What you need to know:

  • While the project is in its fourth of a seven-year contract, the benefits to the health sector are yet to be felt in many counties.

  • A majority of the 123 hospitals earmarked as beneficiaries of the Managed Equipment Services (MES) project are not using the equipment.

  • The devolved units each paid Sh95.7 million for the kits in the 2015/16, 2016/17 and 2017/18 financial years.

Taxpayers are losing millions of shillings on leasing medical equipment for specialised healthcare that are still unpacked and lying idle while the contractors continue to laugh all the way to the bank.

While the project is in its fourth of a seven-year contract, the benefits to the health sector are yet to be felt in many counties. A majority of the 123 hospitals earmarked as beneficiaries of the Managed Equipment Services (MES) project are not using the equipment.

STILL WRAPPED

An investigation by the Saturday Nation has revealed that the machines remain idle due to lack of electricity, specialists like anaesthetists, water and no connection to sewer lines.

A report tabled before a Senate ad hoc committee looking into the MES project shows that digital X-ray machines, which were installed in 15 counties, lack adequate electricity supply and so they are unused.

At Kapenguria Hospital in West Pokot, the renal equipment is neither connected to power nor to the sewer line, rendering it useless.

The two equipment delivered to Kamwosor and Chebiemit hospitals in Elgeyo-Marakwet lack theatre nurses and anaesthetists.

Of the 115 theatre equipment installed, 11 are not operational due to lack of electricity, anaesthetists and theatre nurses.

LACK SPECIALISTS

At Garbatulla Hospital, Isiolo County, we found ultrasound, X-ray, autoclave, radiology and Computerised Tomography (CT scan) machines still wrapped while the smaller equipment were packed in boxes.

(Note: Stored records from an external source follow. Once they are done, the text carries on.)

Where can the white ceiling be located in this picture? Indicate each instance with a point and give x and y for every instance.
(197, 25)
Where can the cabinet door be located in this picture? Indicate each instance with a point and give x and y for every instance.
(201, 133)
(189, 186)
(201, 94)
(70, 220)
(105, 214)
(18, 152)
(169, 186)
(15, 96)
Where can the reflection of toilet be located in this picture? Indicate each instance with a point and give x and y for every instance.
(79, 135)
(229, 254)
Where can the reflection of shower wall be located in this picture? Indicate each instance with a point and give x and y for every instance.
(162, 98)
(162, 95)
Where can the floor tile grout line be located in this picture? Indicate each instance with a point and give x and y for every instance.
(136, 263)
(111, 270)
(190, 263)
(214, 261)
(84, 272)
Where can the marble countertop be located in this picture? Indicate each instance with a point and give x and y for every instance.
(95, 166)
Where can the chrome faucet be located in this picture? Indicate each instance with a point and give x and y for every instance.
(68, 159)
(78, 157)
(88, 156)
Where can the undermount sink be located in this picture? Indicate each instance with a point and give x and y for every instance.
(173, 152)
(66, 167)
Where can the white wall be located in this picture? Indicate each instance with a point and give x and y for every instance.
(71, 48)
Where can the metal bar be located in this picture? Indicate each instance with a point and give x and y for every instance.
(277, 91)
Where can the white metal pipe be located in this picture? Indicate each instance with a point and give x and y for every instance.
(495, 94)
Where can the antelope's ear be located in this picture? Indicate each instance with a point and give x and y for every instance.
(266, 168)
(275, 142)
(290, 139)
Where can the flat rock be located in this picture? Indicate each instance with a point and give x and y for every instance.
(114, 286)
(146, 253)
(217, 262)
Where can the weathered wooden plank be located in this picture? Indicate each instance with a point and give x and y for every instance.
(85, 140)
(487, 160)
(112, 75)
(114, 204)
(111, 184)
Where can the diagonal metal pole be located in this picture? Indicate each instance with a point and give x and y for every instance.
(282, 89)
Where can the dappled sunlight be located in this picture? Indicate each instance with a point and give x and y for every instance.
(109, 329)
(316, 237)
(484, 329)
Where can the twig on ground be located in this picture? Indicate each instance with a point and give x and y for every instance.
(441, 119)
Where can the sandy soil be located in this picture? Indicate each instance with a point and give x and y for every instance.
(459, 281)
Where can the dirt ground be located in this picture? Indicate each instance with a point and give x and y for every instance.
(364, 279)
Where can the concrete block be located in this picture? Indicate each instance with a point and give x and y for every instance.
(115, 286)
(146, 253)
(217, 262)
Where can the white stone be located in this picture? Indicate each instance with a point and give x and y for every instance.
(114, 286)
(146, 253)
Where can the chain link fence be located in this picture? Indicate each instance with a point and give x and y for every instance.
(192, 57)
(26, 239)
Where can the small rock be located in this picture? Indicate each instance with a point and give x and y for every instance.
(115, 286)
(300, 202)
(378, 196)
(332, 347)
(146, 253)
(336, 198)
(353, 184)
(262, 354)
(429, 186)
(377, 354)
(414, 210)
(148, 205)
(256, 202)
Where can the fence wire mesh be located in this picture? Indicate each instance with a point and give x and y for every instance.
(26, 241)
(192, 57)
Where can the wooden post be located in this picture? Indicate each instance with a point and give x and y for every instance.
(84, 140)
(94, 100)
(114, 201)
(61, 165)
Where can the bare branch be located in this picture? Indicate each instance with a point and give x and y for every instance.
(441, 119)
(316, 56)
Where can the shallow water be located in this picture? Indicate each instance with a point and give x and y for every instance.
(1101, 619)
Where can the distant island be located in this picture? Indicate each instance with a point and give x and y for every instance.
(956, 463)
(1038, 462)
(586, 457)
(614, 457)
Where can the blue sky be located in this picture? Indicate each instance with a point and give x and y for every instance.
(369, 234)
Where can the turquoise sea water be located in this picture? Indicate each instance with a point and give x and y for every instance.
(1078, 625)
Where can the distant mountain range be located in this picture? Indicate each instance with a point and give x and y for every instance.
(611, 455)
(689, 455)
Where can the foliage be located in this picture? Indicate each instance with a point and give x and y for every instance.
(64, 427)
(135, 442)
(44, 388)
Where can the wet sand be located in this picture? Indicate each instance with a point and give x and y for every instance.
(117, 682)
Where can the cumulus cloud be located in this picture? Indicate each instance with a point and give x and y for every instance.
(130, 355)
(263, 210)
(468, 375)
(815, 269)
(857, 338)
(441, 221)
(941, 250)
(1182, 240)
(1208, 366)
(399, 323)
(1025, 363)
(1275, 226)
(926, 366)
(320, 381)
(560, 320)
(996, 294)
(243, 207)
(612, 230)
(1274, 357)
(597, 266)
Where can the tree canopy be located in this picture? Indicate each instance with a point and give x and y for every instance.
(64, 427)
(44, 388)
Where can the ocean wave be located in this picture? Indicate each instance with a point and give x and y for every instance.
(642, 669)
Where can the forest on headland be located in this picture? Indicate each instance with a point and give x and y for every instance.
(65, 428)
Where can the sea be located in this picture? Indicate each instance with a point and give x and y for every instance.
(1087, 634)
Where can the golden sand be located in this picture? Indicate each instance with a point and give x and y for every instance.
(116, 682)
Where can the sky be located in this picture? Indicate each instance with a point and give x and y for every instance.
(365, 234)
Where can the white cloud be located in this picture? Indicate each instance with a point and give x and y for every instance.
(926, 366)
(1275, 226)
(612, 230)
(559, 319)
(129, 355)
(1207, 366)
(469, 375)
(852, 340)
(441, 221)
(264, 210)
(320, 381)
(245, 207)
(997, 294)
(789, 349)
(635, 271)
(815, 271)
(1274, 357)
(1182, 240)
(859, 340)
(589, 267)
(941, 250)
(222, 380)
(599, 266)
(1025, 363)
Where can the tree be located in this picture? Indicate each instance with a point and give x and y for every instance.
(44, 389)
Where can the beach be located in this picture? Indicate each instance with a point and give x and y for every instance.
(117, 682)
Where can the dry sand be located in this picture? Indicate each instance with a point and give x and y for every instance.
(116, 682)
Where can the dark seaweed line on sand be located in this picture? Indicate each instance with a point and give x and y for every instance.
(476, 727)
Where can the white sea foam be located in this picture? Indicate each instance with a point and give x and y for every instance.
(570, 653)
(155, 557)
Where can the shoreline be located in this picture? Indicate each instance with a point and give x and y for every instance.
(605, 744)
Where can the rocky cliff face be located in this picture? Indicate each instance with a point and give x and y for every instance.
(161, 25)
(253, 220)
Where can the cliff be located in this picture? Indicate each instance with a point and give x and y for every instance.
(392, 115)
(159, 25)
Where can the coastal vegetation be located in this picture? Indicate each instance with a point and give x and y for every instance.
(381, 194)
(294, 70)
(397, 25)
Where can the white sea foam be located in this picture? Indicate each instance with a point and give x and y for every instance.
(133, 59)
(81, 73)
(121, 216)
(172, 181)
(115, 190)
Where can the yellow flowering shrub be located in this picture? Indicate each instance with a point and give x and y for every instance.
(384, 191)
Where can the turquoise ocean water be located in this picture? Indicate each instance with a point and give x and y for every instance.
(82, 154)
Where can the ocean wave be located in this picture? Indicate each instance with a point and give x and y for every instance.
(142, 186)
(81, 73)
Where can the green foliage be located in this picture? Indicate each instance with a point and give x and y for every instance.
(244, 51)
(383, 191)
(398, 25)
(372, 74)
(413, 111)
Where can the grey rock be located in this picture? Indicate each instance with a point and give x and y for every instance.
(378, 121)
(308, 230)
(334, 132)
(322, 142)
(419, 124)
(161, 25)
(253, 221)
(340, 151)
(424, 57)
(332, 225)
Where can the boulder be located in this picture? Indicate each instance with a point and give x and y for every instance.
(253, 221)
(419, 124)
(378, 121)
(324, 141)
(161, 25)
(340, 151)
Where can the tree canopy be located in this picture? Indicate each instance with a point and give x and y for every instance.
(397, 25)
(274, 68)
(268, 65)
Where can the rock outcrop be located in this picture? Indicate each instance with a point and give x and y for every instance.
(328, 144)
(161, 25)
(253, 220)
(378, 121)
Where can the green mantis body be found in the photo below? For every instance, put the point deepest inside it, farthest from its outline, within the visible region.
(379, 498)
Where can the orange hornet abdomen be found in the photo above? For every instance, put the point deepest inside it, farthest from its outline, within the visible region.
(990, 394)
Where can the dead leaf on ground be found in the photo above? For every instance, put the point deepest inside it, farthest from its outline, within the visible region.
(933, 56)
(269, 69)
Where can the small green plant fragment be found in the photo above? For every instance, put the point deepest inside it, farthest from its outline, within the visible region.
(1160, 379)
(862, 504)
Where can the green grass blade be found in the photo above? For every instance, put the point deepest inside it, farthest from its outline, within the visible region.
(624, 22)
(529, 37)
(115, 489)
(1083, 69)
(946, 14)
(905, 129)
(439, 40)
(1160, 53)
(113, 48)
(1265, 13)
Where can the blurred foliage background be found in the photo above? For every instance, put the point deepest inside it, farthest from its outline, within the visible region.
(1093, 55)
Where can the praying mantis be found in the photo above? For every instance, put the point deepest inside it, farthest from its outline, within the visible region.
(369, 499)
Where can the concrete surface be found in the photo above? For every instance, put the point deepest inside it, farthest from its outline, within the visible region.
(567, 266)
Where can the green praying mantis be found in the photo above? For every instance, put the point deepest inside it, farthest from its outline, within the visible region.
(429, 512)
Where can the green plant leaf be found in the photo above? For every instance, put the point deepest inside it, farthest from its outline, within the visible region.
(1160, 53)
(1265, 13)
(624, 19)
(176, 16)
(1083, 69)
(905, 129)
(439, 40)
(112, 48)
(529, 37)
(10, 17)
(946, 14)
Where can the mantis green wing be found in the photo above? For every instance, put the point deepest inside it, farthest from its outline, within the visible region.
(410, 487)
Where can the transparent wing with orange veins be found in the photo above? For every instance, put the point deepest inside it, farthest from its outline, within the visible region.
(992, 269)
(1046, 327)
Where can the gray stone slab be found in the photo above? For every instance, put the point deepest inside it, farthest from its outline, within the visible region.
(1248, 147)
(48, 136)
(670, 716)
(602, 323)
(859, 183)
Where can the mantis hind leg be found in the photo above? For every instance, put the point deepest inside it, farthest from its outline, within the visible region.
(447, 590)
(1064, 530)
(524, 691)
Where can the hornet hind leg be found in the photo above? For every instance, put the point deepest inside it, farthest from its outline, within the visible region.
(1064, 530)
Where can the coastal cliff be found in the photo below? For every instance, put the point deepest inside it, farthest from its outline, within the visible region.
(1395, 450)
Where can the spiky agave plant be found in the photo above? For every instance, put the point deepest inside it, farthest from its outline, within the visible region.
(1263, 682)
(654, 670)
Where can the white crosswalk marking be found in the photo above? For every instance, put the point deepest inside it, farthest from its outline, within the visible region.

Governor Mohamed Kuti, who is also the Council of Governors (CoG) Health committee chairman, said the county lacks specialists to operate it.

He added that while MES is a good idea, it was not well thought out. “The contractors’ clock is ticking as the public clock remains stationary. The planning was all wrong because we are now training personnel to handle these machines yet they should have been trained before the machines were brought,” he said.

CoG chairman Wycliffe Oparanya, who previously said that a machine was brought to his county at night and officials were made to accept it under duress, declined to provide more details to the Saturday Nation, saying they were trying to fix the matter.

POOR PLANNING

“We had a problem with MES and now we are very careful about what we are saying,” he said.

As per the 2019 Medical Practitioners and Dentists Council (KMPDC) data, there are only 7,974 doctors and 838 dentists in active practice. Kenya has only 161 anaesthetists.

Kenya Medical Association Secretary-General Simon Kigondu said: “You can’t order a machine before you train the personnel and even when you order, it is the personnel to give the specifications. These guys just bought not knowing if there was electricity. This shows poor planning,” Dr Kigondu said.

The State rolled out MES in 2015. The project entails leasing theatre equipment, renal kits, ICU equipment and radiology equipment to counties in a deal running until 2021.

Each county will pay Sh131.9 million in the year to June 2020.

The devolved units each paid Sh95.7 million for the kits in the 2015/16, 2016/17 and 2017/18 financial years.

NOT CONSULTED

This increased to Sh200 million annually in the 2018/19 period after the increase of 21 counties and three national hospitals under the project.

The Ministry of Health (MoH) has time and again failed to explain why counties pay uniformly for the equipment despite not getting an equal number of medical kits.

Governors have accused MoH of failing to be upfront, adding that they were never consulted in the procurement of the equipment.

Health Cabinet Secretary Sicily Kariuki, who did not respond to our queries by press time, had previously presented the Nation with a letter from the Treasury showing that the money paid for the equipment was a conditional grant. However, the Senate dismissed the argument, saying grants must go to the county revenue accounts and are never deducted at the source.

COST MORE

“In every Division of Revenue Act and County Allocation of Revenue, money for MES has always been captured as part of equitable shareable revenue,” Bungoma Senator Moses Wetang’ula said.

The Senate also reports that prices for some of the medical kits were inflated by as high as six times.

Taxpayers have paid Sh23.4 million for every ultrasound machine supplied by GE East Africa Services to counties under the scheme.

The ad hoc committee said that a check on medicalpriceonline.com showed this is more than six times the cost of an ultrasound Logiq f8 machine that goes for about $31, 474 (Sh3.15 million) on the market.

Sonographic essential mammography, mainly used to screen for breast cancer, cost Sh62.98 million ($629,729) or four times more than its market price of Sh15.67 million ($156,666), according to the price check.

SH38.7 BILLION

The two are part of the Sh24.01 billion GE East Africa has subcontracted local firm Seven Seas Technologies to supply to 96 hospitals across the 47 counties.

GE East Africa Services is one of the firms contracted for the Sh38.7 billion MES scheme.